Ich verschieb das Ganze mal...


----------



## Steve (13. Juni 2006)

*AW: Erfahrungsbericht Trinamic 20000 Filter von Hozelock Cyprio*

Danke fürs verschieben, habe es gestern zu spät gemerkt, dass ich in der falschen Ecke gepostet habe. Ich schreibe den Erfahrungsbericht heute nachmittag.

Gruß an alle
Steve


----------



## Steve (13. Juni 2006)

Hallo Kollegen,

wie schon angekündigt, ein kurzer Erfahrungsbericht zum Trinamic 20000 Filter von Hozelot Cyprio. 

Hier die Aussagen des Herstellers:


Filtrationsprozess 1

Das Wasser strömt mit hoher Geschwindigkeit über Venturidüsen in den Filter. Die Venturidüsen reichern das Wasser nicht nur mit Sauerstoff an, sondern sorgen auch dafür, dass das im Biomodul befindliche Filtermedium Kaldnes K3 ( Original von evolutionaqua )ständig in Bewegung ist.

Dieser Prozess der ständigen Verwirbelung der evolutionaqua K3 Filtermedien ist als Kaldnes Moving Bed Verfahren (auch Wirbelbettverfahren bekannt bei der Nexus Serie) bekannt. Das Verfahren unterstützt eine natürliche Selektion der höchst effizienten Nitrosomas Bakterien. 

Nur die stärksten Mikroorganismen überleben das ständige Aneinanderstoßen der evolutionaqua K3 Medien. Diese Bakterienart, die fischgefährliches Ammoniak in Nitrit umwandelt, gedeiht in einer dynamischen sauerstoffreichen Umgebung am besten, und zersetzt äußerst schnell die löslichen Schadstoffe.
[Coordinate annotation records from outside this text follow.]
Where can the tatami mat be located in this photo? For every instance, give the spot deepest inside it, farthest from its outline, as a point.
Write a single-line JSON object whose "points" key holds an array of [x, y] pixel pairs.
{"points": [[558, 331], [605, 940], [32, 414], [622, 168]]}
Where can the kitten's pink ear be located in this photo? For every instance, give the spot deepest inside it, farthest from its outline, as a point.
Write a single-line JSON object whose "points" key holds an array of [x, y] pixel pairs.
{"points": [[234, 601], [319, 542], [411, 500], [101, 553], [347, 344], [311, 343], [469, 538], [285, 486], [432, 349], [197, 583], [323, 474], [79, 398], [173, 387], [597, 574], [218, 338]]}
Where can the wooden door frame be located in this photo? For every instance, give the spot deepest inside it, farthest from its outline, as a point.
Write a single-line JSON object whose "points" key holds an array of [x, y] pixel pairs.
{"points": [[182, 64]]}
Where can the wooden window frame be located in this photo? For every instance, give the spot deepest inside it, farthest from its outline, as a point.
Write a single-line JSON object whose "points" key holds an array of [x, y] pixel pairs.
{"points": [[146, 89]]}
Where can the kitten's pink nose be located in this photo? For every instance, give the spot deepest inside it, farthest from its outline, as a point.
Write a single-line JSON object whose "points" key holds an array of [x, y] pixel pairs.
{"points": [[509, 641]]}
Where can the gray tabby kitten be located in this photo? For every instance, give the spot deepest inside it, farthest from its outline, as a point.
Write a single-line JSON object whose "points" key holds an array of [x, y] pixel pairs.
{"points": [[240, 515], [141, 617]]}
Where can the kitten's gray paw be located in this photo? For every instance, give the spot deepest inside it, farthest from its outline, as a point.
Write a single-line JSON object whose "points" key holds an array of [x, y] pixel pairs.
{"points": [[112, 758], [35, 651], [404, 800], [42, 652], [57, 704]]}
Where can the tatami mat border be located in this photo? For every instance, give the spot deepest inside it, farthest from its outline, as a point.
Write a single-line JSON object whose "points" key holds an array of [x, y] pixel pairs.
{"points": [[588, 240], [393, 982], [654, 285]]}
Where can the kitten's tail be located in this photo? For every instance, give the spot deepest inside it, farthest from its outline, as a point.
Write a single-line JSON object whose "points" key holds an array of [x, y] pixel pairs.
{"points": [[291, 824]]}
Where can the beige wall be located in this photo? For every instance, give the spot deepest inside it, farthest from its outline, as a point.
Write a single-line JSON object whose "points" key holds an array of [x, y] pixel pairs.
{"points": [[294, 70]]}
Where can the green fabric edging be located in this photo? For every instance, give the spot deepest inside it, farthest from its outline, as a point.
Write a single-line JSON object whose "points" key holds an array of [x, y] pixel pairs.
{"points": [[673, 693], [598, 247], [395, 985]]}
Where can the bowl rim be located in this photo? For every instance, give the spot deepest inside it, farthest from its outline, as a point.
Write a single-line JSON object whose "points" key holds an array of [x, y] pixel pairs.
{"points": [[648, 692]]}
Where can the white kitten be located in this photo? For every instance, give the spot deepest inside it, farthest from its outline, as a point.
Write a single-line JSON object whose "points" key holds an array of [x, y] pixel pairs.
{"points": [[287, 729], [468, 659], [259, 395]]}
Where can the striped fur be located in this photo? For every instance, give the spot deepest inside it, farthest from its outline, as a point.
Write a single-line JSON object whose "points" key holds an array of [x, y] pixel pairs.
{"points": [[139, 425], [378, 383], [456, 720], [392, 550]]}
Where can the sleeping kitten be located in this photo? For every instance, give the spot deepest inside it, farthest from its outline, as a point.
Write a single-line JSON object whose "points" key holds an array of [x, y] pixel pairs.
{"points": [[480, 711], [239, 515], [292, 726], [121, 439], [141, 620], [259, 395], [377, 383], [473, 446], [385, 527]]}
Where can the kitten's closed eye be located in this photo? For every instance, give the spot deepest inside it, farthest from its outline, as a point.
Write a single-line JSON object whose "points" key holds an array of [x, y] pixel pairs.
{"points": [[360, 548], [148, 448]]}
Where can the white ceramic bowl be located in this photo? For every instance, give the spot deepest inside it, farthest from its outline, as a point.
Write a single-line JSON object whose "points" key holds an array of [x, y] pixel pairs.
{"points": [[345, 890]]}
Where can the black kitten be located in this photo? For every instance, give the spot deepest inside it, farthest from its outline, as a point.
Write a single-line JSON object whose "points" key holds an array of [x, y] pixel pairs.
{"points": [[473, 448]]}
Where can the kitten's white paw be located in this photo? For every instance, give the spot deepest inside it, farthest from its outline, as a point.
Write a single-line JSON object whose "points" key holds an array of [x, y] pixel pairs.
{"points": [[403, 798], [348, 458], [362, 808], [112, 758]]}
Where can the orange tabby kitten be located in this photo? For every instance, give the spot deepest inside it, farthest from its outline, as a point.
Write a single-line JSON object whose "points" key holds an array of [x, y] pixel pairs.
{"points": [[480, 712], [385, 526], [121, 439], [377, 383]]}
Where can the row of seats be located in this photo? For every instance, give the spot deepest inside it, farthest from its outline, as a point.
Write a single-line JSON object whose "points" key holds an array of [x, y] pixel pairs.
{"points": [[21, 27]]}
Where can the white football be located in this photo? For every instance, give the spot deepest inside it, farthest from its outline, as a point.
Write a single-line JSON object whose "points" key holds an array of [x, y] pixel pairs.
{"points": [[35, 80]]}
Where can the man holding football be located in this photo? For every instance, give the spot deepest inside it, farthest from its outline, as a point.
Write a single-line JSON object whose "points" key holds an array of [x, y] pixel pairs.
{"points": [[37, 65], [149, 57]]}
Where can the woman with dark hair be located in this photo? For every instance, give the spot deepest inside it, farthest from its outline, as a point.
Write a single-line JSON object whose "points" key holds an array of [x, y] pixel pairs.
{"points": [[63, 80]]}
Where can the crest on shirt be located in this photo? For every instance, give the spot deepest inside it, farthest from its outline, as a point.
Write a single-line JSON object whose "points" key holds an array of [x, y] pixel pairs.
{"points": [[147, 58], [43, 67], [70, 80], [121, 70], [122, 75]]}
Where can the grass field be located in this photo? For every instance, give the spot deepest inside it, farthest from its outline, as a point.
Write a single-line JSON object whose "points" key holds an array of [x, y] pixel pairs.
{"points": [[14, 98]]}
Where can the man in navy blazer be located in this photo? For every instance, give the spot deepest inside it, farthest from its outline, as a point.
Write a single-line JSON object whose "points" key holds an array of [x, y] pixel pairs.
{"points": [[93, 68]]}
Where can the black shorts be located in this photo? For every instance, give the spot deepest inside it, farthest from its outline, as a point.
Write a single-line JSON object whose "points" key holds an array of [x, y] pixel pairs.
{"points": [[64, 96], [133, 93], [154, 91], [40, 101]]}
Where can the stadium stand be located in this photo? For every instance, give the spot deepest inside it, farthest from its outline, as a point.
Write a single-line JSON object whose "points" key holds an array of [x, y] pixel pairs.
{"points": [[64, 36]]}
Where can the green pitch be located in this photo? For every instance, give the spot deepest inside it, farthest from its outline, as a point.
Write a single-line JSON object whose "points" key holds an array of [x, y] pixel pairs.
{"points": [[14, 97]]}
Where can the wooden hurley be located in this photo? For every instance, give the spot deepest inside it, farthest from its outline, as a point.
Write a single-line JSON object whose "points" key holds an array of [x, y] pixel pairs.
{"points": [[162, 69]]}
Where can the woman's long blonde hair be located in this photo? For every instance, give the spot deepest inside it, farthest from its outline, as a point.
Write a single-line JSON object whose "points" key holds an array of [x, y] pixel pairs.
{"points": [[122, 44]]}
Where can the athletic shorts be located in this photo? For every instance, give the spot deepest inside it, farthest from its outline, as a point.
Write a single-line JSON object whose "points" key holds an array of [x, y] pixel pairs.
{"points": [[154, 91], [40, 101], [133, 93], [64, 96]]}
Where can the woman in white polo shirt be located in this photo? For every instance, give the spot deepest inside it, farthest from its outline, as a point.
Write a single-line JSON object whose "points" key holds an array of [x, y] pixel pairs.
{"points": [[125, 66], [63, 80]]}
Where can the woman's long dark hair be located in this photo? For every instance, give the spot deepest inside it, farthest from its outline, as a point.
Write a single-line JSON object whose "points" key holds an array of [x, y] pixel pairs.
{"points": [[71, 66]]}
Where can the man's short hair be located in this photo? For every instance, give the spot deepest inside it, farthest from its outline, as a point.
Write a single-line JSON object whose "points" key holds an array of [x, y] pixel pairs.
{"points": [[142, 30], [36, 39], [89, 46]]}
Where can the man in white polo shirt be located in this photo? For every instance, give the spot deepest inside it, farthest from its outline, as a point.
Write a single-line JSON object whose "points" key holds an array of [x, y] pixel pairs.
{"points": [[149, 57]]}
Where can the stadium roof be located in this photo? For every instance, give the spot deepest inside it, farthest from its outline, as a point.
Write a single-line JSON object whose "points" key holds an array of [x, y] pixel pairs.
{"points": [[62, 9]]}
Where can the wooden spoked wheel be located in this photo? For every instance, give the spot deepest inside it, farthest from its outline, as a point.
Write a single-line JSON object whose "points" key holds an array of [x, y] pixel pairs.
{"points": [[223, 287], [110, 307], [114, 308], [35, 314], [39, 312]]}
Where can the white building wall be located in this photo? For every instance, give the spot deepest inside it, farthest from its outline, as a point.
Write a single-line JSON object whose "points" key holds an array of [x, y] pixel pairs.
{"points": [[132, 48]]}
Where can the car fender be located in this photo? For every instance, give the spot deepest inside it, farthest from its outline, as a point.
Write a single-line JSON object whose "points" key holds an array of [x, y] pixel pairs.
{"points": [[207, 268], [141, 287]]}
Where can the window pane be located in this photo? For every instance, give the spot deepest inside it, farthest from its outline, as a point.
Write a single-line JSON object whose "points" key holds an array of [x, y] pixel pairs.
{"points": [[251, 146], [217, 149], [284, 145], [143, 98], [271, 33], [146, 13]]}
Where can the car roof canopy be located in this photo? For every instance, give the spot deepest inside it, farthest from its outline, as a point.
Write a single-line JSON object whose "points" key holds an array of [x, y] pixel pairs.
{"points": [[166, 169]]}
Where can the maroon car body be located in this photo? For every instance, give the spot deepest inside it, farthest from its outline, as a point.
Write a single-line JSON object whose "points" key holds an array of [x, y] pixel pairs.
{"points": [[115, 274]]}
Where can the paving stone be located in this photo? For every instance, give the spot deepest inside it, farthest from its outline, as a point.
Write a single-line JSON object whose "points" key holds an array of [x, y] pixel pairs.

Das patentierte evolutionaqua K3 Biomedium, welches frei im Wasser schwimmt, hat eine sehr hohe Ansiedlungsfläche und unterstützt das Wachstum der nützlichen Bakterien an der Innen- und Außenseite des radförmigen Filtermaterials. 

Ein besonderer Vorteil des evolutionaqua K3-Wirbelbettverfahrens besteht darin, dass selbst eine kleine Menge evolutionaqua K3 Biomedien sehr große Mengen an Schadstoffen abbauen kann. Aus diesem Grund unterstützen die Trinamic Filter einen bis zu 20% höheren Fischbesatz als herkömmliche Biofilter der gleichen Größe.

Filtrationsprozess 2

Nach dem Kaldnes Biomodul strömt das Wasser über eine perforierte Platte in eine Reihe mehrerer feiner Schaumstoffpatronen. Hier werden die durch das Wirbelbettverfahren abgesonderten toten Filterbakterien abgefiltert. Eine integrierte Schmutzanzeige informiert, wenn die Schaumstoffe gereinigt werden müssen. 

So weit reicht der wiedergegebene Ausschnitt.